SANTA FE, N.M. (AP) — New Mexico has retained its title as the nation's most heavily Latino state, with 47.7% of respondents to the 2020 census identifying ancestry linked to Latin America and other Spanish-speaking areas. The Census Bureau on Thursday released new demographic details culled from the census. California and Texas were close runners up with about 39% of residents claiming Hispanic or Latino heritage. In New Mexico, Latino pride runs deep within a region of the U.S. where Spanish conquerors arrived in the late 1500s and Mexico governed for decades during the 19th century. The state is currently led by its third consecutive Hispanic governor.

  • AIR POLLUTION PARTNERSHIP

ALBUQUERQUE, N.M. (AP) — The U.S. Environmental Protection Agency is joining forces with New Mexico regulators and a private company to study air pollution and climate change. Officials announced the partnership with New Mexico-based Sceye Inc. on Thursday. The five-year study will use high-altitude blimp-like platforms positioned in the stratosphere above New Mexico to monitor air quality and emissions from the oil and gas industry and other sources. Officials said they are still working on the specifics of the endeavor and how much it will cost. New Mexico Environment Secretary James Kenney said the data will help scientists and regulators better understand how pollution moves through the atmosphere.

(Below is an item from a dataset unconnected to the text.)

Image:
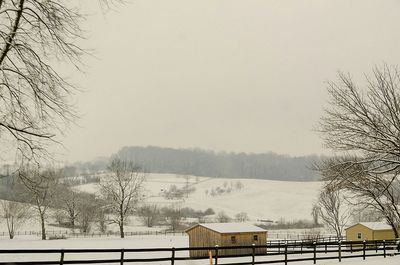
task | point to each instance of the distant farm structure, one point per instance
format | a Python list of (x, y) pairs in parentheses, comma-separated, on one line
[(226, 235), (370, 231)]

  • STREAM ACCESS-NEW MEXICO

ALBUQUERQUE, N.M. (AP) — New Mexico regulators have rejected the requests of five landowners who sought to restrict public access to streams and rivers that flow through their properties. The state Game Commission voted Thursday to deny the applications, citing language in the state Constitution that implies all waters in New Mexico belong to the public. However, an attorney for the landowners argued that his clients' private property rights are being violated. The debate over stream access has been ongoing for years across the West. The New Mexico Supreme Court could provide more clarity once it rules on a petition filed by a coalition of anglers, rafters and conservationists.

  • AP-US-COLORADO-RIVER-DROUGHT-FARMERS

CASA GRANDE, Ariz. (AP) — The Colorado River has been a go-to source of water for cities, tribes and farmers in the U.S. West for decades. But climate change, drought and increased demand are taking a toll. Next week, the U.S. Bureau of Reclamation is expected to declare the first-ever mandatory cuts from the river for 2022 as key reservoirs fall to historic lows. The projection will hit farmers in central Arizona the hardest because of longstanding priority systems. Pinal County is Arizona's top producer of cotton, barley and livestock. Farmers there have been finding ways to use water more efficiently but increasingly will turn to pumping groundwater.